Em outro de nossos estudos, a maior aderência de Salmonella à superfície foi demonstrada quando expostas as cepas de Salmonella ser. Heidelberg à indução ácida (Lucca, et al. 2020).
Além disso, o aumento da resistência à ação dos desinfetantes foi detectado nas salmonelas em biofilme e, ainda, os biofilmes também conferem resistência aos antibióticos.
Outro estudo comprova que, ainda que se tenha observado forte efeito do triclosan (1000 ug/ml) nas células da fase logarítmica, apenas encontrou-se efeito fraco nas células associadas a biofilme (o triclosan foi avaliado pelo Comitê Científico de Alimentos e Autoridade Europeia de Segurança Alimentar para uso em materiais em contato com alimentos, classificado com uma restrição de 5mg/kg de alimento; esta avaliação considerou o uso de triclosan como biocida de superfície).
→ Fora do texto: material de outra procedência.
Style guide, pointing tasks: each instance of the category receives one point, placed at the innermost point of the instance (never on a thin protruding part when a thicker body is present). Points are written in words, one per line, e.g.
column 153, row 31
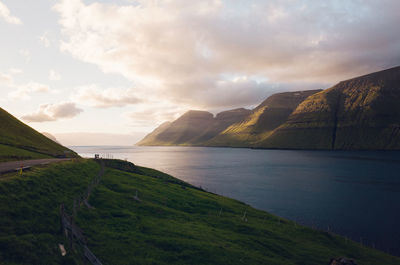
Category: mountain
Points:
column 50, row 136
column 269, row 115
column 19, row 141
column 194, row 128
column 362, row 113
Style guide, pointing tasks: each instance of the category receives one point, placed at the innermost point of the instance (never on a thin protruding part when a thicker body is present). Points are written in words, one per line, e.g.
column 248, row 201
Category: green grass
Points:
column 14, row 133
column 174, row 223
column 10, row 153
column 29, row 205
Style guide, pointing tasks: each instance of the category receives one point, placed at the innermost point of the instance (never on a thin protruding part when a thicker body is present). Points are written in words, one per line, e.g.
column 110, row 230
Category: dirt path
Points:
column 14, row 165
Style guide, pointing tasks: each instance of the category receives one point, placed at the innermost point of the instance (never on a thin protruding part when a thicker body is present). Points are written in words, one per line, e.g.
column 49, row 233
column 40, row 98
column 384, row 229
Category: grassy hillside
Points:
column 269, row 115
column 358, row 114
column 173, row 223
column 19, row 141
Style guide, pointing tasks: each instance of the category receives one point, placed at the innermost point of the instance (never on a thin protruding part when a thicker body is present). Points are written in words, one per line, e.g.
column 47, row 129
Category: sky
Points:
column 108, row 72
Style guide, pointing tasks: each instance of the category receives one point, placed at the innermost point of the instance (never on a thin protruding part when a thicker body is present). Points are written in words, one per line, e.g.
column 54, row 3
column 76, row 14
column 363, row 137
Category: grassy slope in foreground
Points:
column 19, row 141
column 172, row 225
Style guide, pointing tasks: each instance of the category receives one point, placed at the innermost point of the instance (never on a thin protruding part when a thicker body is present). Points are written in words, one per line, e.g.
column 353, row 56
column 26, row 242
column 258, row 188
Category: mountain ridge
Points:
column 360, row 113
column 18, row 141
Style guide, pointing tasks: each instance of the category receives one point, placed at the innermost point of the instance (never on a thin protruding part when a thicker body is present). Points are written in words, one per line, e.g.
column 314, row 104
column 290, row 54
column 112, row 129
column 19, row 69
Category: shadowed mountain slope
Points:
column 193, row 128
column 270, row 114
column 19, row 141
column 362, row 113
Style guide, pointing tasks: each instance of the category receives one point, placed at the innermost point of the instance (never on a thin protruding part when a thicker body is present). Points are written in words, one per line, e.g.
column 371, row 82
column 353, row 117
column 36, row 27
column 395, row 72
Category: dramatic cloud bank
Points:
column 53, row 112
column 195, row 52
column 94, row 96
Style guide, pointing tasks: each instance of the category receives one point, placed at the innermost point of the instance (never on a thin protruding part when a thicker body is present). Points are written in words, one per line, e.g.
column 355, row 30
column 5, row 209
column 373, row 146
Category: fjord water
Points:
column 355, row 194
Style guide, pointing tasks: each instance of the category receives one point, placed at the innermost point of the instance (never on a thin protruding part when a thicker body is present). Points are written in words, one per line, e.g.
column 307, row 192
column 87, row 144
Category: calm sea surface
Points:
column 356, row 194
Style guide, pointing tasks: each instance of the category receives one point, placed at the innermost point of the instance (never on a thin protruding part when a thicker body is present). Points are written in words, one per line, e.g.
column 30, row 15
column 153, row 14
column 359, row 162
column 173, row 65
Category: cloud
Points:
column 45, row 40
column 94, row 96
column 23, row 92
column 6, row 15
column 189, row 52
column 54, row 76
column 53, row 112
column 25, row 53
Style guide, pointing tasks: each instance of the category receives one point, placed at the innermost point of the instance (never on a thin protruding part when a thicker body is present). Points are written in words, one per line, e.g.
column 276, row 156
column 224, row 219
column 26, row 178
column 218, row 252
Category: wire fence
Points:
column 71, row 230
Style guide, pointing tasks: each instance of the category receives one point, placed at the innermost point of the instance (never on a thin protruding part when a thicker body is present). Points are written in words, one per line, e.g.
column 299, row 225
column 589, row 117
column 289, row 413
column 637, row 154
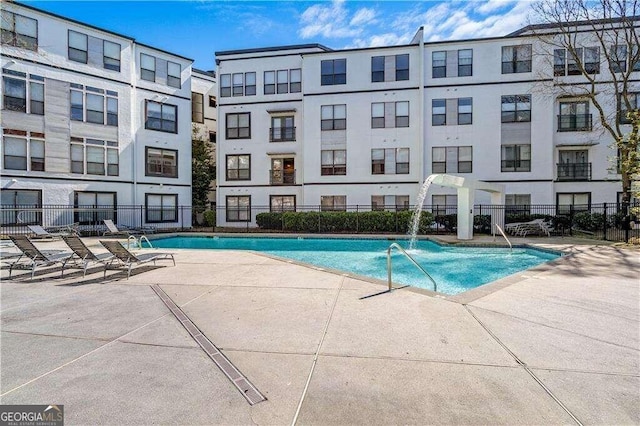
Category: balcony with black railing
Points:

No entanto, um exemplo demonstra que salmonelas em biofilme adaptadas ao cloreto de benzalcônio, ante a exposição a concentrações sub inibitória durante certo período de tempo, adquiriram a capacidade de sobreviver a uma exposição normalmente letal deste desinfetante.
- CONTROLE E ELIMINAÇÃO DO BIOFILME
- Uma estratégia para prevenir a indução da adaptação bacteriana a desinfetantes dentro de estruturas biofilme poderia ser aumentar substancialmente a concentração do agente antimicrobiano. No entanto, esta abordagem poderia não garantir a erradicação do biofilme e seria custoso, além de não respeitoso ao meio ambiente.
- Uma vez que o biofilme já está estabelecido, deve-se fazer o uso de processos de limpeza que utilizam ação mecânica, que são uma das medidas mais efetivas para o seu controle, ou eliminação, já que a fricção produz a ruptura da matriz, expondo camadas mais profundas e produzindo microorganismos livres para a ação dos produtos.
- Considerações finais
É possível observar que as salmonelas podem ser desafiadas a tornarem-se resistentes, quer seja pela ativação de genes de resistência ao estresse, genes de virulência, ou através da formação de biofilme.
A habilidade das salmonelas para suportar os diferentes desafios, na maioria das vezes, são induzidas pelo homem. Quando os processos de controle não são realizados adequadamente, as células de salmonelas podem sobreviver, desenvolver resistência e permanecer no ambiente de produção.
É plausível destacar que, na produção avícola moderna, o que potencialmente permite a permanência e o aumento da resistência das salmonelas no campo e nas plantas de processamento, são principalmente:
- Falhas na higiene dos equipamentos e instalações
- Manejo de cama ineficiente
- Tratamento térmico ineficiente de rações
- Uso imprudente de antibióticos
- Manejo das aves sob estresse
É necessário prestar atenção e melhorar os processos de manejo e biosseguridade para diminuir a resistência de salmonelas ao meio ambiente e conseguir reduzir a incidência na indústria avícola.